I love how you met this challenge in this post by storytelling. The story allowing all the nuances and mysteries of a subtle yet powerful talent to be expressed with the soul of it intact. Reading this post, for me, was like leaning on you to gain a sense of permission to do the same – not vex about the answer being unstraightforward.
Especially when the aspects of who you are seem….paradoxical to the outside world. I love the workings of my mind (so taboo in spiritual communities), but i am no less connected, or empathic or erotically intelligent for it.
I learn the best from stories – so thank you for letting me in on a piece of yours – and for letting borrow some of your courage to just let stories of my work speak for themselves.
E.
E.
Awesome story, Charlie – really hits home.
I too have found myself at that conclusion – I want to help people, I have a specific set of skills and faculties that I can leverage for them, but I don’t have a clear, laser-like focus on what I will and won’t do for them. Might not be the most profitable approach to business, but the entrepreneurs I’ve met who claim to be after profits first are usually the same ones who seem utterly lost.
Have you ever considered starting an entrepreneur’s outdoor hike/camp/survival event? The days spent learning survival techniques in the wild, the nights around the fire getting to the heart of what drives us and, by extension, our businesses. I find the perspective gained from a few days in the woods carries forward for weeks and months. I don’t know, just struck me as an interesting thought for an experienced scout like you who also has a great deal to teach about the journey of entrepreneurship. There’s a parallel there, I think, and an attractive one.

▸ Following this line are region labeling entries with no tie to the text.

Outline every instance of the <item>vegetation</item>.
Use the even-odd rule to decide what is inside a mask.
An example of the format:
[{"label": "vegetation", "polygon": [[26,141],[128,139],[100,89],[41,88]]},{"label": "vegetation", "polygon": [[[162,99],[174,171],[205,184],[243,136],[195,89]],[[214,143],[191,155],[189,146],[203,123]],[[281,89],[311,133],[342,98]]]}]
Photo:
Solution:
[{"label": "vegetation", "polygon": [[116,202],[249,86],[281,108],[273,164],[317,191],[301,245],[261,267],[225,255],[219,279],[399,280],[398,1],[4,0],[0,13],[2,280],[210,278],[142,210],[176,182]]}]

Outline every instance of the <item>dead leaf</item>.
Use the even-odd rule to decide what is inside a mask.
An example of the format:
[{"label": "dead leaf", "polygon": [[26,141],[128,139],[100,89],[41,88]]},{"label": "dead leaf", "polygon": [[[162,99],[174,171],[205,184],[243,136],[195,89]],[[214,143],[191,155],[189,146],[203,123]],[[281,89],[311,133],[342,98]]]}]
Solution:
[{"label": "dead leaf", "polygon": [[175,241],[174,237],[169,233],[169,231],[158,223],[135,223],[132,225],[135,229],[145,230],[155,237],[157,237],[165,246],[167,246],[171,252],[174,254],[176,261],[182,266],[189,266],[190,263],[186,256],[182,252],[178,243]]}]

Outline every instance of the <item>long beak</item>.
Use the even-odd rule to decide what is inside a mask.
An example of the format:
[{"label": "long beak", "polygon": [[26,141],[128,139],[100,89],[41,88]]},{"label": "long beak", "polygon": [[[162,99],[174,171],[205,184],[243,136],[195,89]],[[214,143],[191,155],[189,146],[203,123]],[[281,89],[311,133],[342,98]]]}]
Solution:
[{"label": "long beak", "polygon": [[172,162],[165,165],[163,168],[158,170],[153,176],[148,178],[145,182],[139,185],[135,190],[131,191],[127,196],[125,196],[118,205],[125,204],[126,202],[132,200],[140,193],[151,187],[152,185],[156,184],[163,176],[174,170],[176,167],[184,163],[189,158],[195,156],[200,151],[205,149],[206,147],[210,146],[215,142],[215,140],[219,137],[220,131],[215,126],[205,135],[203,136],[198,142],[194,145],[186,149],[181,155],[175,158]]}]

I’m still thinking about this one a week later.
If someone says “I’m a high school teacher,” is that really saying anything? What kind of teacher?
If you get more specific–“I’m a high school English teacher, and my classes mostly focus on English lit and lots of analytical writing skills”– have you left anything out?
I can think of a couple of teachers I’ve had or have worked with. They could have said:
“I’m a bitter, angry man, obsessed with minutia and inflicting the kind of pain I’ve suffered on others. And, I’m a high school English teacher.”
“I’m a creative, passionate soul, in love with the poetry and mystery of life. I love to share my joy with the world. And, I’m a high school English teacher.”
It’s easy to tell people what you do. But, it says so very little about what matters.
Barak
Charlie,
You took me back to times when I almost lost my life. There is much gratitude, appreciation for just plain living, and some heart thumping at what close calls I encountered. Then there are the lessons I took from such happenings. Thanks for sharing yours. Your inspiration caused me to revisit one of a few times this happened to me. Please take a look-see at my site. Take care.
http://www.WriteToBearArms.com
Courage & transparency. Love it man. Thank you.